2012年4月26日木曜日

シナイ山~7時間前の日本からの贈り物~


シナイ山は、シナイ半島にある、モーセが神から十戒を授かったとされる場所。ホレブ山 とも呼ばれる。


聖書のシナイ山の正確な場所は定かではないが、アラブ人がジェベル・ムーサー(アラビア語で「モーセ山」の意)と呼ぶシナイ半島南部の山(標高2,285 m)に古くから比定され、アブラハムの宗教によって神聖視されている。

ジェベル・ムーサーにはモーセに関わる伝承を持つ泉や岩が数多く存在し、土地の人々の信仰の対象となっている。3世紀には聖カタリナ修道院が建設された。


(wikipediaより抜粋)



カイロに到着した2日後、僕はシナイ半島にあるリゾート地・ダハブにやってきた。

ここでの滞在(俗に【沈没】とも言う)は出国前からの決定事項で、旅人の先輩方にオススメされたDeepBlueという日本人宿に、かれこれもう一週間弱宿泊している。

そんなリゾートが似合う男・井口あきらのダハブデイズについては追々記していくとして、今日はリアルタイムの出来事を綴ろうと思う。

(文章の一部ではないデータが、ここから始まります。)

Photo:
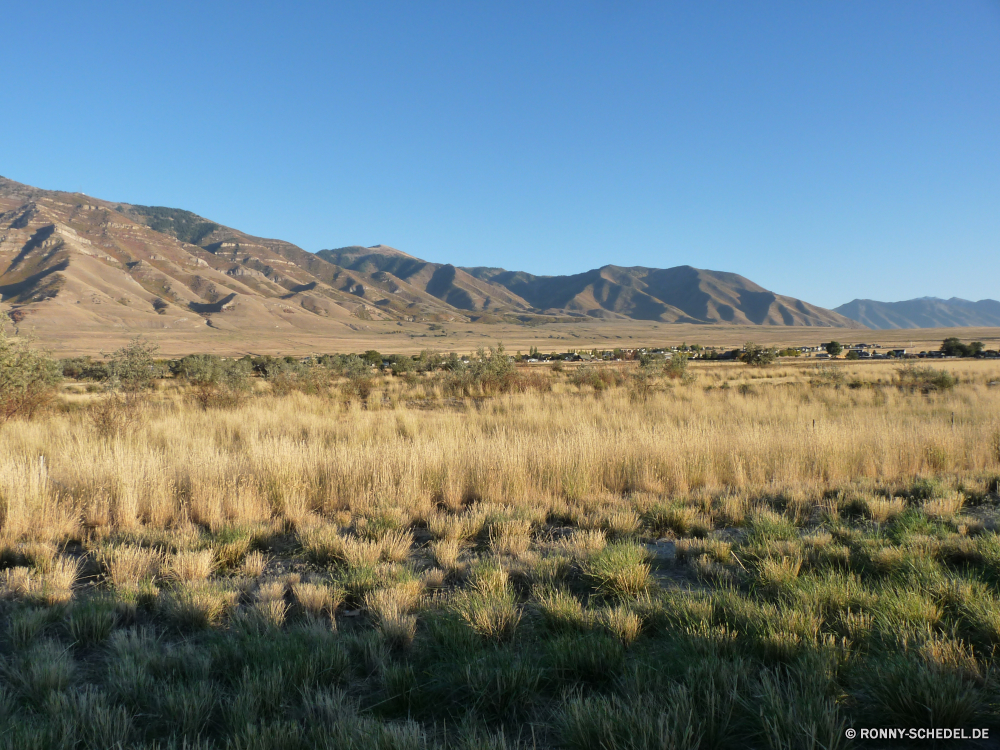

僕が3~6歳のころ、小学校教師である父の仕事の都合で家族でエジプトのカイロに住んでいたのだが、その当時、毎年初日の出を拝むために、モーゼが十戒を授かったとされるシナイ山を登っていた。

その頃のアルバムを見たり、断片的にだが微かに記憶も残っていて、ここダハブからツアーで1000円程度で行ける、ということで、今回懐かしのシナイ山に登ってみることにした。

昨今シナイ半島の情勢は不安定らしく、事実韓国人旅行者が数ヶ月前に拉致されたということもあって多少ビビりながらも、ツアーのバスに乗り込んだのが24日深夜。

昼寝もロクにせずほぼ完徹状態で、1時間半ほどのドライブ。途中何度か自動小銃を肩にぶら下げた警官による検問があった。何故か僕はパスポートチェックされず。意味ないじゃんw

ツアーは僕を含めて10人程度の小規模なものだったが、他の団体も多く、割と賑やか。



2:00amには麓の町を出発。岩っぽい真っ暗な道を列をなして進む。時々ベドウィンのラクダとすれ違う。すれ違いざまにウンコ落としてくラクダ。ラクダに乗って天体観測しながら登ることもできるらしいが、100ポンド(1ポンド約15円)かかるらしくやめた。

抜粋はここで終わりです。